Construction is a trillion-dollar industry, from which automation remains almost completely absent. Robots could transform the way we build, as well as enable construction in settings where human presence is dangerous or problematic, as in disaster areas or extraterrestrial environments.
Our typical approach to construction, as well as to robotics, is heavily centralized, hierarchical, and preplanned. In contrast, animals that build in nature do so with a decentralized, reactive approach, creating large-scale and complex structures through the independent actions of dozens to millions of builders, all responding to the situations they encounter. Such an approach can have advantages such as massive parallelism, robustness to loss of agents and other unpredictable events, and scalability. At the same time, it poses considerable problems of coordination and other challenges. How can we ensure that an unknown number of builders, each independently controlled and limited to local information, reliably produce a particular collective result, without creating nonlocal conflicts?

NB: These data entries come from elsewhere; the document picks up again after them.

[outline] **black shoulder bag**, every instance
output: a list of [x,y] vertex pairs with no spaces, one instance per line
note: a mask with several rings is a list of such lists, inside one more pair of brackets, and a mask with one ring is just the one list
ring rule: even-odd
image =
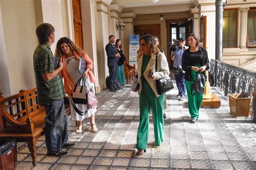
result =
[[[156,71],[157,72],[157,53],[156,54]],[[174,87],[172,84],[172,80],[170,76],[167,75],[166,77],[156,80],[156,85],[157,86],[157,90],[158,95],[162,95]]]

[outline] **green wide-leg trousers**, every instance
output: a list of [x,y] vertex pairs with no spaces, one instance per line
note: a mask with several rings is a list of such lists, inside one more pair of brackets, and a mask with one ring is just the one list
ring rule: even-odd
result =
[[192,94],[194,95],[191,95],[191,84],[193,84],[193,82],[196,80],[198,73],[192,70],[191,70],[191,75],[192,81],[185,81],[185,82],[186,88],[187,89],[188,110],[191,118],[198,119],[199,116],[200,107],[204,98],[204,93],[197,93],[193,90]]
[[154,142],[160,146],[164,141],[164,95],[157,97],[153,90],[142,90],[139,95],[139,125],[137,136],[137,149],[146,150],[149,139],[149,111],[151,109],[154,123]]

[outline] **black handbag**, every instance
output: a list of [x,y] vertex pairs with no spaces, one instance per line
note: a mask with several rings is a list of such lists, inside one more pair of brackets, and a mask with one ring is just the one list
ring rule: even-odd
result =
[[[82,85],[81,84],[82,81]],[[75,105],[76,104],[87,104],[88,103],[88,95],[87,93],[87,86],[85,83],[85,80],[83,76],[78,80],[71,94],[71,104],[76,112],[79,115],[83,116],[87,114],[88,109],[84,111],[80,111]]]
[[[157,71],[157,54],[156,55],[156,71]],[[167,75],[166,77],[156,80],[156,85],[157,86],[157,90],[158,95],[162,95],[174,87],[172,83],[172,80],[170,76]]]

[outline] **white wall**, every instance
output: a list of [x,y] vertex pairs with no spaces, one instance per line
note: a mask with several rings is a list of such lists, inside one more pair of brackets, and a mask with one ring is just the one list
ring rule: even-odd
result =
[[[5,73],[9,72],[10,92],[14,94],[36,86],[33,53],[38,42],[35,3],[33,0],[2,1],[1,8],[4,33],[1,37],[4,39],[1,38],[0,46],[1,51],[5,46],[6,56],[6,62],[1,60],[1,65],[4,63]],[[8,74],[2,78],[1,81],[8,83]]]

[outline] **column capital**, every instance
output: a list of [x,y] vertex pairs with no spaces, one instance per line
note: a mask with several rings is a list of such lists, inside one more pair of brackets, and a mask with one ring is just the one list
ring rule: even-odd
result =
[[197,7],[190,9],[188,12],[190,12],[193,18],[198,18],[199,17],[199,10]]
[[250,10],[250,6],[241,6],[239,8],[239,10],[241,12],[247,12]]
[[112,0],[96,0],[97,4],[104,4],[106,6],[110,5]]

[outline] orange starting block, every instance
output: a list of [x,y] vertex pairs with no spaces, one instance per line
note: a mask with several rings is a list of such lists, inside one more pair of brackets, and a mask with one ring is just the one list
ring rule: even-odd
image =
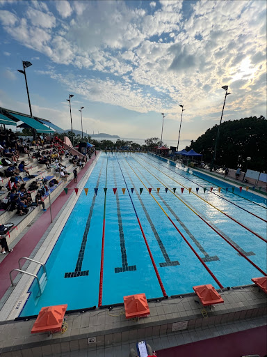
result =
[[267,276],[263,276],[262,278],[253,278],[252,282],[258,285],[265,294],[267,294]]
[[58,305],[42,307],[31,330],[31,333],[38,332],[60,331],[67,305]]
[[123,301],[125,308],[125,317],[132,319],[133,317],[146,317],[150,314],[147,298],[145,294],[136,294],[124,296]]
[[193,289],[199,297],[203,306],[209,306],[211,305],[224,303],[223,299],[211,284],[193,287]]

I’ll describe the design, creation, and programming of a system of multiple climbing robots that collectively build user-specified structures. The approach is inspired by termites: The robots are independently controlled, limited to local information they can perceive with their onboard sensors, and flexibly build large-scale (relative to their own size) structures, coordinating their activity by modifying and responding to their shared environment. A user provides a blueprint of a desired final structure, and the robots follow simple, local rules that guarantee the correct completion of that structure.
I’ll also describe ongoing work toward a related system that automates not only the construction process but also the structure’s design: A user will specify a set of desired functional requirements, and robots will build a structure that meets those requirements, responding to physical forces on the structure as it’s built and adapting to an unpredictable, potentially dynamic environment.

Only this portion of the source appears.